2024年10月8日(火)

世界潮流を読む 岡崎研究所論評集

2024年10月8日

 ③第三に、イスラエルによる通信機器を利用したヒスボラ攻撃のような攻撃に備えるために、中国製品や部品を排除するための輸入制限措置が今後一層広がる可能性が高いと思われる。その場合、中国企業のサプライチェーンに組み込まれているASEANの企業も影響を受けることとなろう。

さらに必要な3つの視点

 米国とASEANとの関係を考える上で、さらに3点指摘しておきたい。

 1つ目は、一部のASEAN諸国(インドネシア、タイ、マレーシア)によるBRICS加盟の動きである。インドネシアは、昨年の一時期、BRICS加入に興味を示していたが、最終的にはジョコ大統領の意向により参加を辞退した。ただし、今年になって、タイとマレーシアが新たに加盟申請を行っており、11月のロシアでの首脳会議での取り扱いが注目される。
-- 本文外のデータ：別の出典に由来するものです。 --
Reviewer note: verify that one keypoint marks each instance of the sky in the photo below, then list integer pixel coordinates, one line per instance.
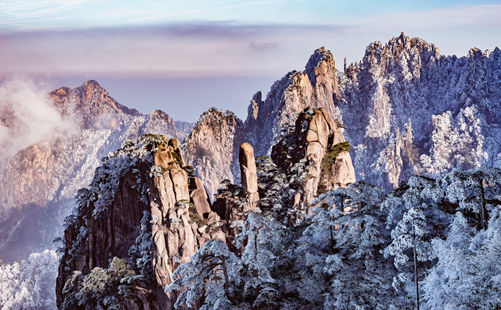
(184, 56)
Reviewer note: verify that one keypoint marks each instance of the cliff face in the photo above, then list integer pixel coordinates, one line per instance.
(315, 87)
(212, 148)
(407, 109)
(145, 213)
(143, 208)
(410, 110)
(318, 142)
(45, 176)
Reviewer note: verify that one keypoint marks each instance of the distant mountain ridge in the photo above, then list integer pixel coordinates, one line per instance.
(407, 109)
(41, 181)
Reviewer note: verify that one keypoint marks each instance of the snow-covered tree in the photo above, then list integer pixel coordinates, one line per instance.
(29, 284)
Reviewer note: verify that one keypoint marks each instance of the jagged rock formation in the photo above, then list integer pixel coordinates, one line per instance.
(47, 175)
(145, 213)
(318, 140)
(317, 87)
(138, 209)
(248, 173)
(211, 147)
(407, 109)
(410, 110)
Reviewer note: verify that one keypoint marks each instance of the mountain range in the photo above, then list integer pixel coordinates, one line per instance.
(403, 110)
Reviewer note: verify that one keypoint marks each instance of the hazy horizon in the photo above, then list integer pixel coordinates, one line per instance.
(185, 57)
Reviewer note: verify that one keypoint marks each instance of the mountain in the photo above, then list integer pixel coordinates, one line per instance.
(145, 213)
(411, 110)
(293, 205)
(407, 110)
(41, 180)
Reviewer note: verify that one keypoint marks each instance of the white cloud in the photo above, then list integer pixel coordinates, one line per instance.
(27, 117)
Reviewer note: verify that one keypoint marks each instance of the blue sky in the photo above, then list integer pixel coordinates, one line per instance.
(190, 44)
 2つ目は、Lowy instituteが9月に公表したアジア太平洋諸国27カ国の国力ランキングでは、1位米国、2位中国、3位インド、4位日本で、日本は初めてインドに抜かれた。また、国力を計る8つの指標(①経済力、②軍事力、③外交的影響力、④文化的影響力、⑤経済関係、⑥軍事的ネットワーク、⑦危機対応力、⑧将来の資源)の内、中国が米国に勝ったのは、外交的影響力と経済関係の二つの項目であった。
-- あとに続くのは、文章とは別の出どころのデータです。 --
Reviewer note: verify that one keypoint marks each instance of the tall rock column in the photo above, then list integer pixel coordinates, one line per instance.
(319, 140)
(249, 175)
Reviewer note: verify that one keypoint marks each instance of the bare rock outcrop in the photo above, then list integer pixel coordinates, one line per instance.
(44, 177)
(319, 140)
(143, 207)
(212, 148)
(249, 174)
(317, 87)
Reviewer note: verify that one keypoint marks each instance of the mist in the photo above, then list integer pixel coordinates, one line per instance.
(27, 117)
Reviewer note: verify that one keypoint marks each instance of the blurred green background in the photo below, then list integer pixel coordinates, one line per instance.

 3つ目は、ASEAN事務局が7月に公表した23年の外国直接投資統計(JETROビジネス短信7月5日付)によると、ASEANへの主要投資国・地域として、米国が首位、年額は743億ドル(前年比2.5倍)、構成比で32.4%と圧倒的存在感を示した。22年のASEANへの投資国の1位は米国で約366億ドル(構成比16.3%)であった。記事にあるLowy instituteとの違いの理由は明確にできなかったが、ASEAN自身の統計では、直近2年の米国による対ASEAN投資は非常に大きい。